For the last few months, I’ve felt myself shying away from stories infused with painful emotions. There’s been plenty and enough of real, present pain expressing itself searingly in our world and in the lives of people I love dearly. Immersing myself in a fictional character’s pain seemed too heavy.
Thus, although this graphic novel has intrigued me, and was illustrated by one of my swoon-worthy-favorite illustrators, I kept passing on it, until now.
And oh my, it is a rare beauty. There’s pathos here, to be sure, but so much bravery, dearness, love, and that feathered hope that, as Emily Dickinson says, sweetest in the gale is heard.
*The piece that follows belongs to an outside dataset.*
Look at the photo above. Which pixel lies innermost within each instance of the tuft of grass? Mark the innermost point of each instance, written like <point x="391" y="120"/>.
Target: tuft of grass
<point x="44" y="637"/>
Louis Undercover, written by Fanny Britt, illustrated by Isabelle Arsenault, translated from the French by Christelle Morelli and Susan Ouriou
English translation published in 2017 by Groundwood Books
Louis is a boy, around 10 years old I’d say. An eminently ordinary boy. Not a bully. Not a nerd. Not a superb athlete, rock star wannabe, or class clown. Just your average, nice, kid. Big brother to Truffle, an innocent, carefree, squirt with a penchant for James Brown.
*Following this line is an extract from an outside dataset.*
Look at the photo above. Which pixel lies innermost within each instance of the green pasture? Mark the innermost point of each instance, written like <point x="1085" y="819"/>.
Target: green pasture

Louis’s circumstances, however, are presently demanding more than average responses from him. First is his father’s alcoholism and his parents’ separation. Our entry point into Louis’s life is, in fact, his keen, poignant observations about the wreckage in his dad’s life. ” My dad cries,” he tells us. As in, birds fly, waves toss, and his dad cries. It is woven into his essence as day after day he loses control, drinks himself into oblivion, and sobs alone in the dark.
Louis is old enough to remember the halcyon days when their family was healthy and rich with buttery ordinariness. He’s old enough to catch the veiled pain in his mom’s eye, to peek from the shadows at his dad’s desperation, to overhear heart-crushing sentiments spoken in late night arguments. Louis’s response to all of this is to shield Truffle from pain, and shield his parents as well by pretending not to notice, hear, see, the worst of the grievous shambles they’re clearly trying to hide from him.
The second situation demanding Louis’s attention is just as potent: He is utterly besotted with a girl, the lovely and brave Billie. Ah, Billie. Suave and bespectacled, bookish and preternaturally cool-headed. This is a girl, that “when she does speak, the world ignites and explodes in clusters of honey and fire.” Yeah. Basically a Greek goddess. Not that Louis ever has spoken to her. But he’s working up his nerve with the help of his buddy, Boris. Any day now, he’s going to just walk up to her and say…something.
Both of these situations, then, require a boatload of courage and Louis wrestles with bravery throughout his account. The story takes place over the span of just a few weeks, weeks in which we feel the bucking and rolling and yawing of his world, the adjustments continually required of him, the fear and dismay over his parents’ brokenness, and the intimidation of his first crush. Louis notices mainly his own short-comings, feels ashamed of his apparent lack of bravery, even while our hearts throb with the kindness, courage, and generosity of this very young boy. In the end, Louis takes one big step forward in his understanding of the courage required to love another person and is simply, delightfully rewarded.
With Truffle and Boris providing wonderful, understated comic relief, the radiance of Billie spreading beauty wherever she goes, and the naive goodness of Louis anchoring his own story in decency and strength, Fanny Britt has pulled off an exploration of some excruciatingly painful moments in a child’s life while still ending up with a book that cheers and encourages us. Arsenault’s brilliant illustration work is, as always, subdued, her predominantly taupe, white, and charcoal scenes giving us the almost nostalgic sense of a grainy old film. She’s added sparing, symbolic additions of mint green and teardrop blue, and some gregarious infusions of dandelion yellow when the sunshine of Billie radiates into the world.
Highly recommended for ages 10 through adult (it would make a fine book club read), this is a remarkable window into the pain of addiction, that’s simultaneously tender and charming.